Karen Harbert, CEO of the U.S. Chamber of Commerce’s Institute for 21st Century Energy, said that while the RES was flawed, the overall bill had promise. “This is not a perfect bill. It does not include oil and gas revenue sharing for states, and it contains a renewable electricity mandate that excludes some renewable resources like nuclear and doesn’t recognize significant regional differences across our country, but overall this legislation is a positive step.”

Sen. Lisa Murkowski of Alaska, the ranking Republican on the Senate energy panel, indicated that she will support the bill on the Senate floor as long as two proposals, which sponsor Sen. Maria Cantwell (D-WA) withdrew last Monday, stay out of the bill. One of the proposals would halt existing drilling in the Arctic until environmental impacts were determined, while the second would impose restrictions on discharges from drilling in Alaska, which Murkowski fears could include carbon emissions.

“While I support this bill in its present form, we simply must do more to increase our domestic production and use of nuclear energy. I will continue to press for those provisions on the Senate floor,” Murkowski said. While Republicans were out-gunned in committee, she noted that they managed to pass some oil- and gas-friendly proposals, including one that would increase the federal loan guarantee for the developers of an Alaska pipeline to $30 billion from $18 billion.

The bill is not all good news for natural gas. It includes an amendment, offered by Sen. Debbie Stabenow (D-MI), that would repeal mandatory royalty relief for deepwater oil and natural gas leases, reversing the policy spelled out in the Energy Policy Act of 2005. It would give the Interior Department secretary the discretion to offer producers royalty relief, as opposed to it being mandatory in all cases.

Democrats have pushed to scale back or eliminate royalty relief for producers for years, while Republicans have countered that it is needed to encourage producers to venture into the deep waters of the GOM. The provision is a major setback for producers.

The bill also calls on the administrator of the Energy Information Administration to develop a plan to collect information on the ownership of all commercially held oil and natural gas inventories in the country (see NGI, April 6).

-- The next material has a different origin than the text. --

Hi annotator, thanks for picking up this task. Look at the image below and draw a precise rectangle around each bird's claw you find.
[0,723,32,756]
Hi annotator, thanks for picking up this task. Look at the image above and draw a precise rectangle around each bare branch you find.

The committee voted down a Cantwell amendment that would make natural gas shippers eligible for retroactive refunds when they have been overcharged by pipelines. She indicated that she plans to reoffer the amendment on the Senate floor.

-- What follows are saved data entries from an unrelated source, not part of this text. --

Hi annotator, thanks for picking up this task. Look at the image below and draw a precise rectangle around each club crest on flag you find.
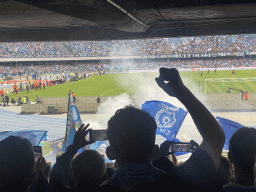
[142,100,187,141]
[155,109,176,135]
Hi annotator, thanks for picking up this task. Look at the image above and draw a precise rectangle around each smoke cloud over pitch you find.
[94,68,206,144]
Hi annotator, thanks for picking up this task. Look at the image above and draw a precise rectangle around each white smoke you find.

With respect to electricity issues, the measure would expand the backstop authority of the Federal Energy Regulatory Commission by giving the agency the jurisdiction to site high-voltage transmission (345-kV or more) facilities when a state fails to act within one year from the filing of an applications, imposes conditions that would “unreasonably interfere” with a project or denies an application.

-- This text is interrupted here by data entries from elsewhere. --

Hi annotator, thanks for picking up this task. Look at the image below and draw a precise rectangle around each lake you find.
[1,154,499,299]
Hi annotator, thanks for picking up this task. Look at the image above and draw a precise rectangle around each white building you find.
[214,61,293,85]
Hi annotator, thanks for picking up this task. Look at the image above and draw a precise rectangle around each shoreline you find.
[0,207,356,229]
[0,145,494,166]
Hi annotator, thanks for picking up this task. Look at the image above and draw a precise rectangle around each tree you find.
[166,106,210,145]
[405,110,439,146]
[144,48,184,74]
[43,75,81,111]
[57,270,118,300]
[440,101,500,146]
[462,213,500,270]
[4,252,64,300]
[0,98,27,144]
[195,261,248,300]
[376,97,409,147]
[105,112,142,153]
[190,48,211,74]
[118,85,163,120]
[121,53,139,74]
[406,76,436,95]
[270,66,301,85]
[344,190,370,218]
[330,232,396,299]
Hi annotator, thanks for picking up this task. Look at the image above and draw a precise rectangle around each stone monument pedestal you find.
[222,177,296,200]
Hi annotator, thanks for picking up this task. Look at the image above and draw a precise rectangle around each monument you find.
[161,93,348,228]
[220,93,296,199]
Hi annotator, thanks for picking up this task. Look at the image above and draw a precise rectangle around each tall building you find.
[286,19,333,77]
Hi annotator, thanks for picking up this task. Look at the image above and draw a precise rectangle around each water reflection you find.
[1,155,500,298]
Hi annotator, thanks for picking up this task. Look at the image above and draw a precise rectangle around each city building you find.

The bill responds to an appellate court decision earlier this year, which rejected FERC’s interpretation that its backstop siting authority extended to cases where state regulators denied applications for electric transmission project applications.

To shield gas and electricity customers from harm, the legislation also would give the agency the authority to issue orders to natural gas and electricity companies to “cease and desist” from violations or threatened violations.